Olympe de Gouges, feminista, revolucionária, jornalista e escritora, se manifestou em defesa do direito da cidadã e escreveu a Declaração dos Direitos da Mulher e da Cidadã. Por defender tais ideias, foi exilada e condenada a morte, sendo guilhotinada em 03 de novembro de 1793 (WIKIPEDEIA, online, 2010).
Os direitos das mulheres só foram reconhecidos como direitos humanos em 1993, passados mais de 200 anos da Declaração dos Direitos do Homem e do Cidadão em 1789.
Comenta Cintia Robert:
Informações da ONU noticiam que a Declaração dos Direitos de Virgínia (1776) e a Declaração dos Direitos do Homem e do Cidadão (1789) não contemplaram a questão de gênero. Em 10 de dezembro de 1998 foi o 50º aniversário da Declaração Universal dos Direitos Humanos e foi também em 1998 comemorado o 5º aniversário da II Conferência Mundial de Direitos Humanos, realizada pela ONU em 1993, em Viena, em que formalmente se reconheceram os direitos das mulheres como direitos humanos. (SÉGUIN, 1999, p. 6)

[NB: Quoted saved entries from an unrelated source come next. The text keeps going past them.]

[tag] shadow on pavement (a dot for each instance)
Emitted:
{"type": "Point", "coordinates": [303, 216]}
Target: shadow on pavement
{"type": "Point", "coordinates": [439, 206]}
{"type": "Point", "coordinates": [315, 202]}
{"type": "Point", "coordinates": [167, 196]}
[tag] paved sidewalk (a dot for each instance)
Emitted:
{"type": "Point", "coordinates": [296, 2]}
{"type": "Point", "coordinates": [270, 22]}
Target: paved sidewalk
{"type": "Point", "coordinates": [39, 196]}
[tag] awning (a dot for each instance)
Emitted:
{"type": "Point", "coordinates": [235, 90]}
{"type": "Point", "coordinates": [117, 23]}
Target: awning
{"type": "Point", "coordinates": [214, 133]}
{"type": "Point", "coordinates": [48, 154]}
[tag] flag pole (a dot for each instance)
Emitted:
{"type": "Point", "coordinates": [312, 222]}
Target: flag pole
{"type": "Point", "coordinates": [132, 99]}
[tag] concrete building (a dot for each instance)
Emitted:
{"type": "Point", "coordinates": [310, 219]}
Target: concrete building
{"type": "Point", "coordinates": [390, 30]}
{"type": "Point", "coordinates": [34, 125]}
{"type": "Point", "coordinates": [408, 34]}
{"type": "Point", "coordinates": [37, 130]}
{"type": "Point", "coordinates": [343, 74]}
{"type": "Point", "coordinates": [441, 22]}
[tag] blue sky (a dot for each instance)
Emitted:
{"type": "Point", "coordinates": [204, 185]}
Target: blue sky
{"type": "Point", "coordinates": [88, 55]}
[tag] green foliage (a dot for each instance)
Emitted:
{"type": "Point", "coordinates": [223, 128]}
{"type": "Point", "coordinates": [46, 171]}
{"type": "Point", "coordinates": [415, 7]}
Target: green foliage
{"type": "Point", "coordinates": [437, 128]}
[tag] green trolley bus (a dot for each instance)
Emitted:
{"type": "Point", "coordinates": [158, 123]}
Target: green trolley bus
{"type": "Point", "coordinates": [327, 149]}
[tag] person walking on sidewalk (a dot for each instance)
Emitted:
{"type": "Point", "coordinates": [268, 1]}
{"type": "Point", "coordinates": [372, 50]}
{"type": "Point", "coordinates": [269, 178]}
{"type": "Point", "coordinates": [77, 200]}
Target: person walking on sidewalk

Oportuno delinear o contexto histórico no qual ocorreram as transformações sociais para as mulheres até o presente momento.
3 Contexto histórico da evolução dos direitos da mulher
A idade moderna foi marcada por um grande desenvolvimento nas ciências e consequentemente, na tecnologia, a qual passou a ser necessária para o sustento de um novo sistema econômico que surgira, frutificando em novas relações comerciais.
A evolução da tecnologia industrial impulsionou a necessidade de mão de obra operária, exigindo que as mulheres saíssem de suas casas para o mercado de trabalho. Entretanto, seu valor salarial era inferior, devido ao baixo nível de escolaridade e pouca qualificação para trabalhos específicos.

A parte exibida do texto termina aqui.